Knit the first round on the bias, measuring to obtain the width you want
to go around your neck or two times the width of your scarf + an inch or
two for both (because you lose width in the beginning and ending triangles). To knit this strip on the bias, start out by ewrapping your
chosen number of N on the left side of the needle bed. You may crochet cast on if you prefer. Knit 2 rows. (It’s hard to knit at first so
bring all N out before knitting to make sure the stitches knit off, hang on
with your hand for weight or attach claw weights.)
* Decrease
one stitch on the left by putting the second to the end stitch on the left end needle
and then move the doubled stitch to the right one needle. Put the emptied needle out of work. Increase
one stitch on the right by pulling a needle all the way out. Knit two rows.* Repeat from * to * for desired length. You
will continue with the same number of stitches throughout. If you find suddenly that you have less or
more stitches than you started with, you either forgot to decrease or
increase. You should rip back to where
there are the correct number of stitches.
L
This is one
time you can measure your strip while it’s on the machine. You knit this single strip just once.
2.
Attach and knit as you go to make a spiral.

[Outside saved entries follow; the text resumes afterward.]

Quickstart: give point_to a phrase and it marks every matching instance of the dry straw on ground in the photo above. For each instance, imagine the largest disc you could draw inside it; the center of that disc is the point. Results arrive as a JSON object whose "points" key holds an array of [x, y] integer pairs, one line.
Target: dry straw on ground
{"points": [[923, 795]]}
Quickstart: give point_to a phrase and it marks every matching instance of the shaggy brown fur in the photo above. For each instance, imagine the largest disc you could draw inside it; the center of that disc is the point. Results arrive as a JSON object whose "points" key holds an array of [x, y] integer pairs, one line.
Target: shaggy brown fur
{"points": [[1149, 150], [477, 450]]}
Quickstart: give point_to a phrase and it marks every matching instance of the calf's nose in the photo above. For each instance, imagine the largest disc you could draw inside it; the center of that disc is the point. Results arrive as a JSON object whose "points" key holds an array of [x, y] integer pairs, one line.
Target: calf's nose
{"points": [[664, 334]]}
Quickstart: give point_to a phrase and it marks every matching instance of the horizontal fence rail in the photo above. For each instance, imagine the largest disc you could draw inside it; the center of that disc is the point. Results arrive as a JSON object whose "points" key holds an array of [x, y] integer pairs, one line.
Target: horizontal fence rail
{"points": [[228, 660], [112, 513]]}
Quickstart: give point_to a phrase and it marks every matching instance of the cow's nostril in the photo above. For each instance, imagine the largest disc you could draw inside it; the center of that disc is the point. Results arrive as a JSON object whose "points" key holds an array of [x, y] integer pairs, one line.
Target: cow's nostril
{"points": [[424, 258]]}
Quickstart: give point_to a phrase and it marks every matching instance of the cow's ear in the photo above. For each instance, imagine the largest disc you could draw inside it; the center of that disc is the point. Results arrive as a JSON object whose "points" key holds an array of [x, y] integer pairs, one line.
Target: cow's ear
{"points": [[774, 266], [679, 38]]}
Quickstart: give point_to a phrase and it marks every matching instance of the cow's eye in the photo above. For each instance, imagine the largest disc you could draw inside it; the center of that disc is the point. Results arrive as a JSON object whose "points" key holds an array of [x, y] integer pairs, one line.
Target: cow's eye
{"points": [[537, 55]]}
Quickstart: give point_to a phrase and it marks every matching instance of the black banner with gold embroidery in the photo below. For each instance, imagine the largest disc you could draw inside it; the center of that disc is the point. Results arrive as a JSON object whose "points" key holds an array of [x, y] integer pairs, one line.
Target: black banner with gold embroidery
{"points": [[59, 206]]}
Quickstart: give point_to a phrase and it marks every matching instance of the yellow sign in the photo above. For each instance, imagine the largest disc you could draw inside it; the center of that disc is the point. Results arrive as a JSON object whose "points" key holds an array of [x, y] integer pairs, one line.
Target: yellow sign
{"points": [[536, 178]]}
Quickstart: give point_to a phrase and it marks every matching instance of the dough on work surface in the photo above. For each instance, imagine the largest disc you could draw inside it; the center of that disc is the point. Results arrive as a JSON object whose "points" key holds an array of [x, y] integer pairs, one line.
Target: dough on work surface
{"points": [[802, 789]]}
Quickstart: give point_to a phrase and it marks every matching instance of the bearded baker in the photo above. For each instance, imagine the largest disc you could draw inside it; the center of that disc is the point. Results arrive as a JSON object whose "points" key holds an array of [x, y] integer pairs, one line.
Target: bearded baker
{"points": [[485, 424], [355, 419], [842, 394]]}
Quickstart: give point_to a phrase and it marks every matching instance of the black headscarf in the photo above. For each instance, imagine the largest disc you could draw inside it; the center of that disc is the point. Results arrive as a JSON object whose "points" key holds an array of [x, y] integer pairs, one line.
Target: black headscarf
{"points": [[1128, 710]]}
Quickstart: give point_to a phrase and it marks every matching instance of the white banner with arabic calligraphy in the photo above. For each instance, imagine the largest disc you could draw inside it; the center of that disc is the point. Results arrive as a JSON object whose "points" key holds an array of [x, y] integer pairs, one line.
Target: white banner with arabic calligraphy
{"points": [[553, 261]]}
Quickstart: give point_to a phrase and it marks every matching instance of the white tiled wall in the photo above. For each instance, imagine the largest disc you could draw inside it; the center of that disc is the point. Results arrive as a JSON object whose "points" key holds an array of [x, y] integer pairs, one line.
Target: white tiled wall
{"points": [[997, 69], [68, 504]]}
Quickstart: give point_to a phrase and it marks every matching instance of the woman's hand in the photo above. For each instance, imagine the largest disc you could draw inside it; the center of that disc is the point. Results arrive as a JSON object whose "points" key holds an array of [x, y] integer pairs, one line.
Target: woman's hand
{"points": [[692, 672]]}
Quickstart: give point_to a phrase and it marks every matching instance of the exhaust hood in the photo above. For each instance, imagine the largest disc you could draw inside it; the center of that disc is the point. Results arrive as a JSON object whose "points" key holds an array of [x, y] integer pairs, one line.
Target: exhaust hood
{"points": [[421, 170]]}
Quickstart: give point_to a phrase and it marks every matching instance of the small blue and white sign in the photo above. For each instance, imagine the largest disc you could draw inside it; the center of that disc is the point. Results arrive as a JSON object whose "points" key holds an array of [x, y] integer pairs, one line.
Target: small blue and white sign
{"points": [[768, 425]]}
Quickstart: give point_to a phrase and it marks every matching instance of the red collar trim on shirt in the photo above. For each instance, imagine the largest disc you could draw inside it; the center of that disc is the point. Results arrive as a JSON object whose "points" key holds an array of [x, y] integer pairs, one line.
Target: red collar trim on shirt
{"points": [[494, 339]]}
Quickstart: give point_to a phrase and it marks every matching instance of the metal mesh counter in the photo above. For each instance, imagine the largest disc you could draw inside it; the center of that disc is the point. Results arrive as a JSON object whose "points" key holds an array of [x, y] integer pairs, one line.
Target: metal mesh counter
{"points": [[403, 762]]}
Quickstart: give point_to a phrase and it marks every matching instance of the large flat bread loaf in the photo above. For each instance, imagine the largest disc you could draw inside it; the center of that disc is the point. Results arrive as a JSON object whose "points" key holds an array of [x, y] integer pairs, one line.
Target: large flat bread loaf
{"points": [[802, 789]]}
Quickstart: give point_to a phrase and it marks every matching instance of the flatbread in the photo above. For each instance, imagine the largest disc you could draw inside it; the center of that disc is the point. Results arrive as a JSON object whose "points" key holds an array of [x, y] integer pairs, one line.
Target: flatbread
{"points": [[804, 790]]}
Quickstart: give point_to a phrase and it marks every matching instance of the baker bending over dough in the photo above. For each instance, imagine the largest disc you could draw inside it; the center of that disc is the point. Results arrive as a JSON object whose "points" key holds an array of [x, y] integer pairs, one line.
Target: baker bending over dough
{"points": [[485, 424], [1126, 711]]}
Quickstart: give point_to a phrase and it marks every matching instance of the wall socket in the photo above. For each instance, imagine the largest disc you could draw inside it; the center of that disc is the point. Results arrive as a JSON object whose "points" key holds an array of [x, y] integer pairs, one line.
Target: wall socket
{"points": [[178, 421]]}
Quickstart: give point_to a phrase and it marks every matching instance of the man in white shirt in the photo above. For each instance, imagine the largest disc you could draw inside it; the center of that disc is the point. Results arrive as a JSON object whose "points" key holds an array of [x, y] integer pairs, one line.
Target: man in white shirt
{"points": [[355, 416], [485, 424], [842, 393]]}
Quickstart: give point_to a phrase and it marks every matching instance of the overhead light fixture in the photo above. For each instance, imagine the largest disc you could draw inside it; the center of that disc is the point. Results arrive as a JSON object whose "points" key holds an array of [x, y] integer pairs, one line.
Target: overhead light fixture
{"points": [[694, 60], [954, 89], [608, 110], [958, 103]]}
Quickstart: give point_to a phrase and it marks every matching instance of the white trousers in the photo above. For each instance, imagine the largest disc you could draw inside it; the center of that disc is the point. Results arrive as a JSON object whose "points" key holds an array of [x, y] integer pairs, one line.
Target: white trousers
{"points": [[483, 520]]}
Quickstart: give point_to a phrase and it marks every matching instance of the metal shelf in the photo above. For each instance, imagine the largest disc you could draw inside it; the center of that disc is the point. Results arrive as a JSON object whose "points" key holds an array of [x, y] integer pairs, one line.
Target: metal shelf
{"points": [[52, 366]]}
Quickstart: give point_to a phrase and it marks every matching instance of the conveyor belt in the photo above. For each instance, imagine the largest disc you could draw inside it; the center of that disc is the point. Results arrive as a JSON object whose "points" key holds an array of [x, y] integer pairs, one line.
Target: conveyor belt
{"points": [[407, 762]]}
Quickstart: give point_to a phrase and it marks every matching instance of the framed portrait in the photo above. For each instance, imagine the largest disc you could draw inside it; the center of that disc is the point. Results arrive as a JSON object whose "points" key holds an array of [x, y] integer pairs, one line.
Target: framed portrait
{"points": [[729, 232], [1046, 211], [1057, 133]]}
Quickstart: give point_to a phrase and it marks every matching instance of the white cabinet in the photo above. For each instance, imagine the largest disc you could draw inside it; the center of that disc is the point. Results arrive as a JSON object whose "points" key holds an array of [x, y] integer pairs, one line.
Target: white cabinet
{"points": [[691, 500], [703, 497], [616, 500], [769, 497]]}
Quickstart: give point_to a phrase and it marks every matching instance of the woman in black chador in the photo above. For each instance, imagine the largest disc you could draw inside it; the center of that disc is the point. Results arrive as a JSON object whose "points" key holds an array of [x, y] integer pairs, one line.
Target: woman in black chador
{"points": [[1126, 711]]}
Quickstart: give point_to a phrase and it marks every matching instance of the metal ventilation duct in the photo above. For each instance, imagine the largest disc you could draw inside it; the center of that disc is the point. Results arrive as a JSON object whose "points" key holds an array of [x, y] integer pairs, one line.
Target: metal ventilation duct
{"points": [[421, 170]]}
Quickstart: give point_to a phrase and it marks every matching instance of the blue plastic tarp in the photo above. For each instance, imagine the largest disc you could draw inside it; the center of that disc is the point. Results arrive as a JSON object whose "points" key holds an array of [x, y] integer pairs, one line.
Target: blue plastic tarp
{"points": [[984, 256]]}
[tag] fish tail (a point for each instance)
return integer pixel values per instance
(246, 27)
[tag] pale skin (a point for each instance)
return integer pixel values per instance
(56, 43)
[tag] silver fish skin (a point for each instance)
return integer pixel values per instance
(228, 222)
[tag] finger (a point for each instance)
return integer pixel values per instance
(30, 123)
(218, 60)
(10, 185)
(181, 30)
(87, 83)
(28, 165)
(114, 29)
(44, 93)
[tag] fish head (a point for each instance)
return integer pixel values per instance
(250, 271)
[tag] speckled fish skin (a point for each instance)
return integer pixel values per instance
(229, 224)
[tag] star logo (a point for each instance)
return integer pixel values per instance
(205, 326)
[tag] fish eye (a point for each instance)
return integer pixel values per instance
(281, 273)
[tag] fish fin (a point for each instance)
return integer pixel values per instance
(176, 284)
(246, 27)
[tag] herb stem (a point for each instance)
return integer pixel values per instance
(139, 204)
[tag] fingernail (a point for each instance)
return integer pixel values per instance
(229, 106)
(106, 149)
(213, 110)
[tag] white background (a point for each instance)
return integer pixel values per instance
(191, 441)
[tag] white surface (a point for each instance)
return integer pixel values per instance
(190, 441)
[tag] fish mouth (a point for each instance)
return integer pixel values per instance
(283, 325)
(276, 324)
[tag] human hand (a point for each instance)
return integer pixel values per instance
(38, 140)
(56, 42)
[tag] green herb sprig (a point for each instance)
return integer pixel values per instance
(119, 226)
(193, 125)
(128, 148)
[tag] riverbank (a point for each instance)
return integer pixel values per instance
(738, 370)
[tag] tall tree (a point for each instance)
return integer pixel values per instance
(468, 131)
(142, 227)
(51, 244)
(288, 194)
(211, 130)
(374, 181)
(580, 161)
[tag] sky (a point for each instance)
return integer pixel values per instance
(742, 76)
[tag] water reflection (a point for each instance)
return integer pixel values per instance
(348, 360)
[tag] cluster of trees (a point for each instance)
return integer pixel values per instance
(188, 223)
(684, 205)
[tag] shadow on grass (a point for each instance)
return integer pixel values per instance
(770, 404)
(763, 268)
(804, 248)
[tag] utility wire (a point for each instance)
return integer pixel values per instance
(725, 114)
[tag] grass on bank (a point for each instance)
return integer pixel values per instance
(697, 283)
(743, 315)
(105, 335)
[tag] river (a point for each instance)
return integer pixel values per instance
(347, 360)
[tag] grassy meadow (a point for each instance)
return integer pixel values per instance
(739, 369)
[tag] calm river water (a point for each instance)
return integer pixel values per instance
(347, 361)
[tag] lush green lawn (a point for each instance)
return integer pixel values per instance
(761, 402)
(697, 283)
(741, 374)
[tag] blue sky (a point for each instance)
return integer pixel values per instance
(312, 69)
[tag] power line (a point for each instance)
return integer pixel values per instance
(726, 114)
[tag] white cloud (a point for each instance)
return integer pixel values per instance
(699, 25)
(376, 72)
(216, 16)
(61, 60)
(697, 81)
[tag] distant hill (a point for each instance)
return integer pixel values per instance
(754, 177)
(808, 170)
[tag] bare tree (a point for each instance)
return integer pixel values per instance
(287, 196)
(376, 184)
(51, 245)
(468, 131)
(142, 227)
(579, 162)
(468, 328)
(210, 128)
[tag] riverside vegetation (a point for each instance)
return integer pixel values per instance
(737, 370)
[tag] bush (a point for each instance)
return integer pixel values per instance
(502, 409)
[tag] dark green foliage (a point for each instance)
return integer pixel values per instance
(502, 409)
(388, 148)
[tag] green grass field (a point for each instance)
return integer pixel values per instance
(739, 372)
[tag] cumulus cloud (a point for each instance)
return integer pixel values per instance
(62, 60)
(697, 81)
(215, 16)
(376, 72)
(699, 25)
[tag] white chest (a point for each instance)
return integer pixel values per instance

Think of how the cardboard on many toilet paper rolls are constructed. You’ll
be knitting around it making a spiral. As
the knitting is facing you, you’ll be knitting the inside of the tube. (The toilet roll is given to just help you
visualize this.)
Bring the beginning end of the strip toward
the needle bed with the knit side facing you, curling it around so that you can
identify the first loop you made in #1. From
front to back, you will be putting a loop from the beginning of the strip onto
the left needle. You should be able to
see that knit stitches of the strip will be on top of or next to knit stitches
and purl on top of or next to purl. Make
sure you haven’t twisted the strip.
Check twice!
This is the sequence: ^Decrease one stitch on
the left by putting the second to the end stitch on the left end needle and
then move the doubled stitch to the right one needle. Hang a loop from the strip on the first
needle on the left. (3 stitches on that
needle now.) Increase
one stitch on the right by pulling a needle all the way out. Knit two rows.^ Repeat from ^ to ^ continuing to hang the
next loop as you move around the tube.
The simple increases on the right side form the loops that you will
eventually hang. There is no beginning
or end to the row, you just continue on around your tube.
Picking
up stitches: On the picture above, the red represents a
stitch previously picked up. The next
stitch (loop) to be picked up and hung
is green. It lies horizontally, whereas
the stitch that was picked up previously is vertical and stretched out. You’ll be tempted to pick up the red
one. Don’t do it! J
Now decide
how long you want the cowl to be from chest to chin or how long you want the
scarf to be. Keep going until you like
the size or run out of yarn.
Finish: Bind off around the gate pegs, weave in
yarn ends. Fold over the beginning tab
or tack down.
This technique done as a scarf:
Knit side as right side pictured on the left, doubled stitches make a decorative ridge. Compare
to purl side as right side pictured on the right. Stitches
look woven. The lace holes seem to show up better on the purl side. You actually do not have to decide until the cowl is done.
Once again, hope I explained well enough. It's not hard to knit, just hard to explain.
2 comments:
I am totally in love with this pattern! Thank you!
I'm glad you like it. Would love to see a picture if you do make it.